Equifax Breach: What You Can Do and What's Being Done in Washington

September 20, 2017 10:33 AM

The Equifax data breach is prompting new legislation on Capitol Hill.

Senator Al Franken (D-Minnesota) introduced The Data Broker Accountability and Transparency Act, which would help consumers control what personal information is listed with different credit bureaus and would let them prohibit sharing or selling that information.


RELATED: Equifax says Data from 143 Million Americans Exposed in Hack

During an interview Saturday, Sen. Franken said part of the bill also requires data collection companies to disclose when hacks occur.
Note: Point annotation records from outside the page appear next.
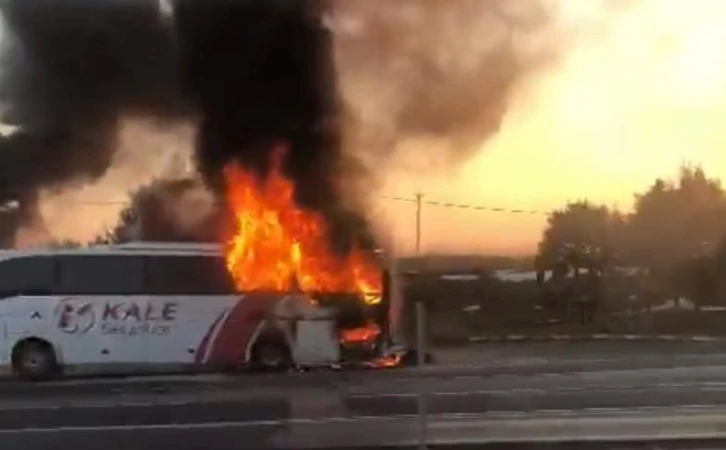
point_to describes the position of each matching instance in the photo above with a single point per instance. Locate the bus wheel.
(34, 359)
(271, 354)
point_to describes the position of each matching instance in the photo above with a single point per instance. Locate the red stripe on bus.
(202, 347)
(235, 333)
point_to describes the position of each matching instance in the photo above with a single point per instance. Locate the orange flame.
(277, 245)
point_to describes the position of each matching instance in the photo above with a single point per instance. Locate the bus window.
(189, 275)
(100, 274)
(27, 275)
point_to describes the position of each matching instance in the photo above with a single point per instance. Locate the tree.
(580, 235)
(675, 221)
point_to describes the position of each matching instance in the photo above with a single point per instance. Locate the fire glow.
(279, 246)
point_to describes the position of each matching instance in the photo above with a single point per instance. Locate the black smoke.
(255, 73)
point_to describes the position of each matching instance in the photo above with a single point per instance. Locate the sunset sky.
(630, 90)
(636, 92)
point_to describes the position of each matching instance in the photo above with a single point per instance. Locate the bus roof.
(136, 248)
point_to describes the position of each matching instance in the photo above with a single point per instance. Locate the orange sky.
(636, 92)
(638, 88)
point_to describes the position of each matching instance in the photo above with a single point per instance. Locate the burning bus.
(272, 295)
(145, 307)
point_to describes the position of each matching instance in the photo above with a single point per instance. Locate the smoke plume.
(430, 80)
(344, 86)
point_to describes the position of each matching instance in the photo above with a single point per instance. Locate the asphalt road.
(482, 360)
(376, 408)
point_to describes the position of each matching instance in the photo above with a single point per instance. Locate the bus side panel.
(102, 330)
(198, 320)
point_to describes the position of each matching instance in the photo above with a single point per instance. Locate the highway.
(508, 402)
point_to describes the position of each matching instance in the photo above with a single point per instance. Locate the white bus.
(147, 307)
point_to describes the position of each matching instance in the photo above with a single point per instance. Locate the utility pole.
(419, 197)
(422, 403)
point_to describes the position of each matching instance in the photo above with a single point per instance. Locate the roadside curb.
(597, 337)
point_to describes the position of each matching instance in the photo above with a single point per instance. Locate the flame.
(279, 246)
(360, 334)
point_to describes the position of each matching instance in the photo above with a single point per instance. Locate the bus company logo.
(75, 317)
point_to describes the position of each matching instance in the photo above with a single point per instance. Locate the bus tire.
(34, 360)
(271, 354)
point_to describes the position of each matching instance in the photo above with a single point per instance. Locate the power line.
(418, 200)
(465, 205)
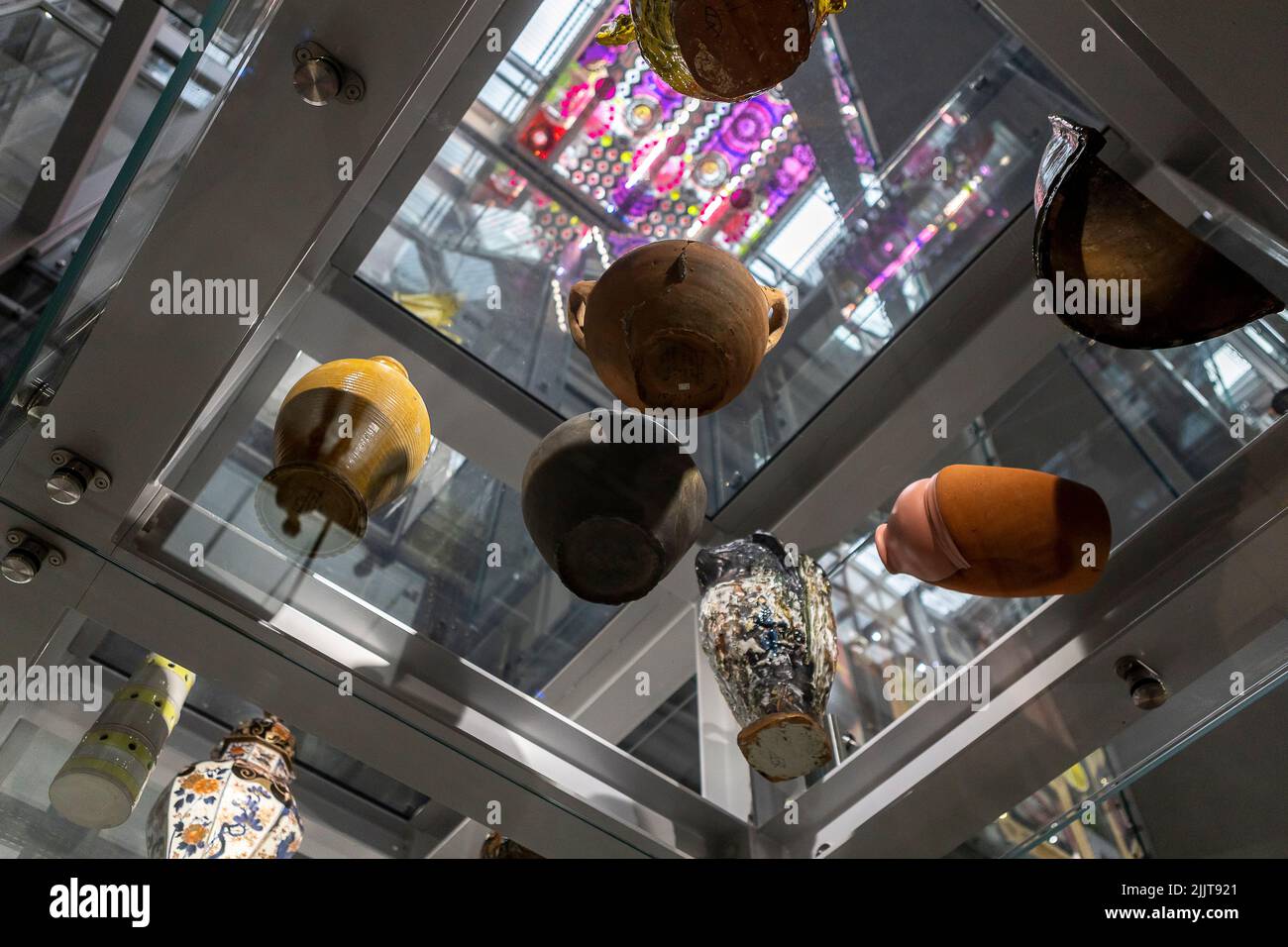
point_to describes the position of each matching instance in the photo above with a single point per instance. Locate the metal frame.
(452, 731)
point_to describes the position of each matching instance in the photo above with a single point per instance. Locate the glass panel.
(347, 809)
(42, 65)
(142, 187)
(668, 740)
(575, 154)
(1103, 805)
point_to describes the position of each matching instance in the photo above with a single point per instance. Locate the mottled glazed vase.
(496, 845)
(997, 531)
(349, 438)
(677, 325)
(721, 51)
(1094, 226)
(237, 804)
(101, 783)
(767, 626)
(612, 518)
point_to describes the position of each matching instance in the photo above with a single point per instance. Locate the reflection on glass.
(575, 154)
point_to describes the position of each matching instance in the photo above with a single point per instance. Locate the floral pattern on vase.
(237, 804)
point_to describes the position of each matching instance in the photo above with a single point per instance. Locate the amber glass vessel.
(721, 51)
(677, 325)
(1120, 269)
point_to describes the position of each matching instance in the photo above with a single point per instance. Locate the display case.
(498, 154)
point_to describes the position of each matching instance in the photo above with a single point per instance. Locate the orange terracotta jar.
(677, 325)
(997, 531)
(351, 437)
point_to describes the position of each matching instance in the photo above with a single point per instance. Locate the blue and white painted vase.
(237, 804)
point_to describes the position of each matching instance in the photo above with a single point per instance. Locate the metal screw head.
(65, 486)
(20, 566)
(317, 81)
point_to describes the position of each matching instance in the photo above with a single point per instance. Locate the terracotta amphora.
(1096, 236)
(767, 626)
(999, 531)
(612, 517)
(677, 325)
(721, 51)
(351, 437)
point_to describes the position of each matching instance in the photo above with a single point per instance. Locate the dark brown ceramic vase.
(349, 438)
(767, 626)
(1094, 226)
(721, 51)
(610, 518)
(677, 325)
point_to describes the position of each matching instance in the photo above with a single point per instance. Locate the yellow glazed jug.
(351, 437)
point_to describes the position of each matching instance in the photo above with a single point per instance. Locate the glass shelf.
(575, 154)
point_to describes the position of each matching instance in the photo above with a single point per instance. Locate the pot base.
(784, 746)
(310, 510)
(682, 368)
(609, 561)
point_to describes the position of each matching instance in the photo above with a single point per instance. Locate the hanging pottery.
(767, 626)
(721, 51)
(677, 325)
(612, 504)
(1121, 270)
(496, 845)
(997, 531)
(349, 438)
(101, 783)
(237, 804)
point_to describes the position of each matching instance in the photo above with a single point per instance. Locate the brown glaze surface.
(677, 325)
(1093, 224)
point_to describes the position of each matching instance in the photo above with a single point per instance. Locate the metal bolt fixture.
(320, 77)
(26, 556)
(1146, 688)
(72, 475)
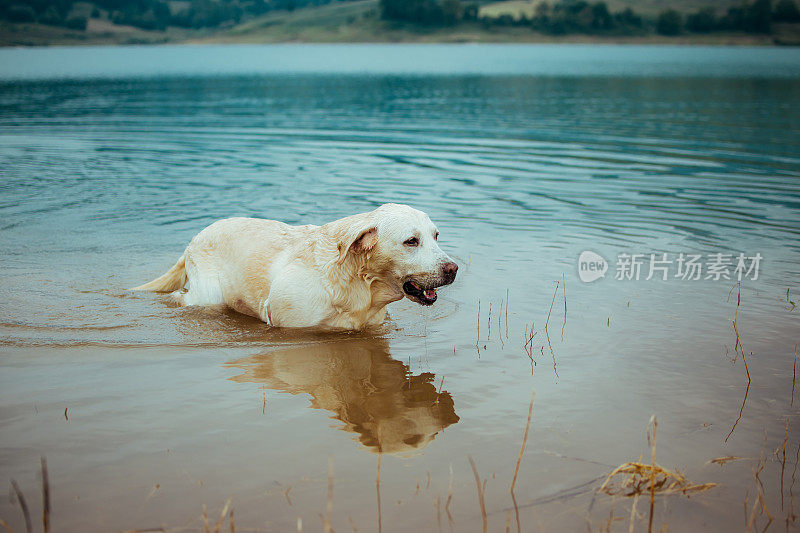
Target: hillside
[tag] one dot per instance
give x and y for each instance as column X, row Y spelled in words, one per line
column 266, row 21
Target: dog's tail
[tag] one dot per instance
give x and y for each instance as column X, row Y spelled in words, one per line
column 172, row 280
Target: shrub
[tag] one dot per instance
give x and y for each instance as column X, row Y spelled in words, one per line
column 76, row 23
column 669, row 22
column 704, row 20
column 20, row 13
column 786, row 11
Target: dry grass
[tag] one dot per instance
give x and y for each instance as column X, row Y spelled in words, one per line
column 481, row 491
column 524, row 442
column 547, row 333
column 635, row 478
column 640, row 478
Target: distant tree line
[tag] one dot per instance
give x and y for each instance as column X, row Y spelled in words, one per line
column 581, row 16
column 757, row 17
column 147, row 14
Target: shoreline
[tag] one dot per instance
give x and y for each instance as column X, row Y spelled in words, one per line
column 35, row 35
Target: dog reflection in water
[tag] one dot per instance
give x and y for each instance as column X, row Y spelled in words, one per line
column 357, row 380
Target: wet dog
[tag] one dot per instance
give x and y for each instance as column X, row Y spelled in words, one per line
column 339, row 275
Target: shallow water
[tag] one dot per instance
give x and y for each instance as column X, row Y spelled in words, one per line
column 524, row 156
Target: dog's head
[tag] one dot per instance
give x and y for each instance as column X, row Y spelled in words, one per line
column 401, row 245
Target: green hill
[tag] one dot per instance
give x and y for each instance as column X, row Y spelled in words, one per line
column 36, row 22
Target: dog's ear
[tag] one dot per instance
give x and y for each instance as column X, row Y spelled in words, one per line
column 357, row 241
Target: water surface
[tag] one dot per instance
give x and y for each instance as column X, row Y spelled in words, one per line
column 524, row 156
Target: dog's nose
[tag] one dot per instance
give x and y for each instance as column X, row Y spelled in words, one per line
column 449, row 271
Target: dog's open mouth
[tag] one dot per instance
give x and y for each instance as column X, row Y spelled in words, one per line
column 418, row 294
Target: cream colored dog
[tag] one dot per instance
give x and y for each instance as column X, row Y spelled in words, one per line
column 340, row 275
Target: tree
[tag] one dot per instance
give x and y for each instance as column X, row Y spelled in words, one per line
column 451, row 11
column 704, row 20
column 601, row 18
column 669, row 22
column 786, row 11
column 758, row 17
column 470, row 12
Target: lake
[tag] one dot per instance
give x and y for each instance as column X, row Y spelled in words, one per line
column 527, row 158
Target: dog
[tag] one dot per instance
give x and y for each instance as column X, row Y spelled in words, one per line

"We also want to make sure that when these companies, whether it's a huge retailer like Target, or whether it's a data broker, they report this right away," Franken said. "This is very important information and it can have a tremendous effect on your financial life."

Financial experts, like John McCullough, have been fielding calls for two weeks from consumers and financial institutions.

The Minnesota Department of Commerce released these tips for consumers Thursday:

  • Check your credit reports: Every 12 months, you can request a copy of your credit report – for free – from each of the three major credit reporting companies (Equifax, Experian and TransUnion). Visit www.annualcreditreport.com or call 877-322-8228. Carefully review the information and immediately report any unauthorized accounts, suspicious activity or inaccuracies.
  • Request a security freeze on your credit report: A freeze restricts access to your credit report, making it nearly impossible for someone to open a new account or line of credit in your name. If you are a victim of identity theft, Minnesota law allows you to place a credit freeze for free. Otherwise, there is a $5 fee. The Commerce website has a form you can use to request a freeze from the three major credit reporting agencies.
  • Place a fraud alert on your credit report: If you decide against a security freeze, consider placing a fraud alert on your credit report. A fraud alert warns creditors that you may be an identity theft victim, so they should verify that anyone seeking credit in your name really is you.
  • Monitor your existing credit cards and financial accounts: Immediately report any suspicious charges or activity. Be alert if your monthly bill or statement does not arrive on time. It may be a sign that someone has hijacked your account.